MV Già adesso nei corsi di base si sta diffondendo la dicitura di Storia
ed educazione all'ascolto che sta sostituendo quella di Storia ed estetica. In
effetti, nei corsi di Storia l'ascolto è già ora fondamentale, e se uno studente
ha conoscenza scolastica di sapori diversi lo deve in gran parte proprio a
questi. Se però tu intendi un effettivo approccio “sistematico”, allora bisogna
mettere mano ai programmi d'esame, per esempio con prove pratiche di ascolto e
di commento: capire il periodo, l'organico, persino il genere e, dirò di più,
anche oltre la musica classica. Tutto ciò dovrebbe essere fatto prima
dell'accesso al triennio. Io sarei d'accordo - previo il fatto che se non c'è
una prova d'esame, queste rischiano di diventare parole vuote, perché se non c'è
coercizione c'è qui solo un flatus vocis-, ma il problema è: quante ore
verranno dedicate, nel quinquennio della secondaria musicale, a questa materia?

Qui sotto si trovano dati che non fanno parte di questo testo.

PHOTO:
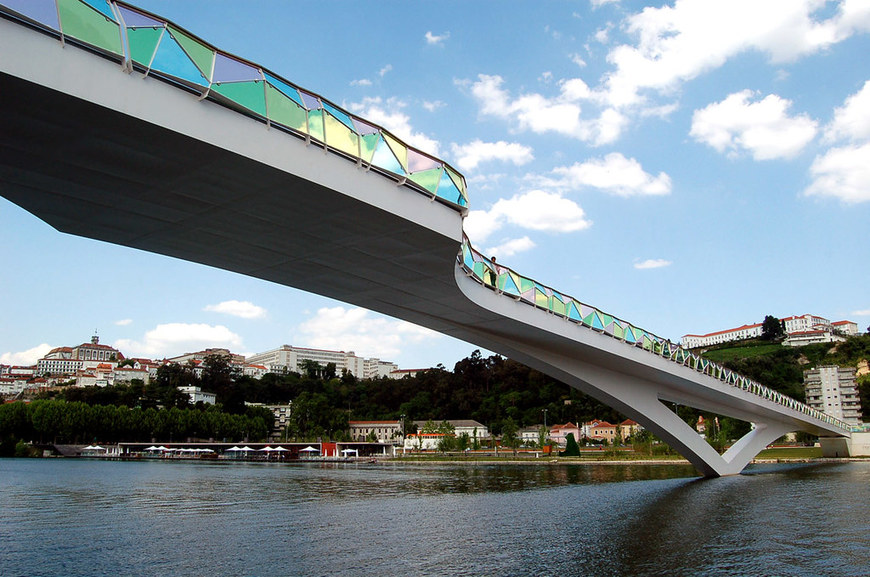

Dai primi chiari di luna che si sentono, non si riuscirebbe neanche a condurre
la Storia normale, come si è fatto finora. Un approccio sistematico all'ascolto
dovrebbe prevede un esame, e un adeguato tempo didattico.
La
non tradizione all'ascolto italiana, del resto, ha origini antiche: la nostra
Chiesa prevedeva la schola cantorum, i fedeli zitti, e il risultato è che
nessuno oggi canta in Chiesa (a prescindere dai canti orribili che si sentono);
in quelle riformate tutti cantano, e già da piccoli là si imparano i Corali come
fossero canti naturali. Ma anche la nostra scuola ne è uno specchio: il docente
pensa al concertista, all'esecutore pubblico, perché lo percepisce come un segno
della propria notorietà didattica. Ma solo pochissimi arrivano. Sarebbe meglio
capire prima chi non potrà arrivare a quei livelli, e lasciargli più spazio per
svilupparsi e ampliare gli orizzonti: la musica anche per vedersi la sera, per
suonare e cantare insieme per divertirsi in una dimensione più naturale, avendo
l'umiltà di sapere anche abbandonare la nevrotica del timbro azzurro chopiniano.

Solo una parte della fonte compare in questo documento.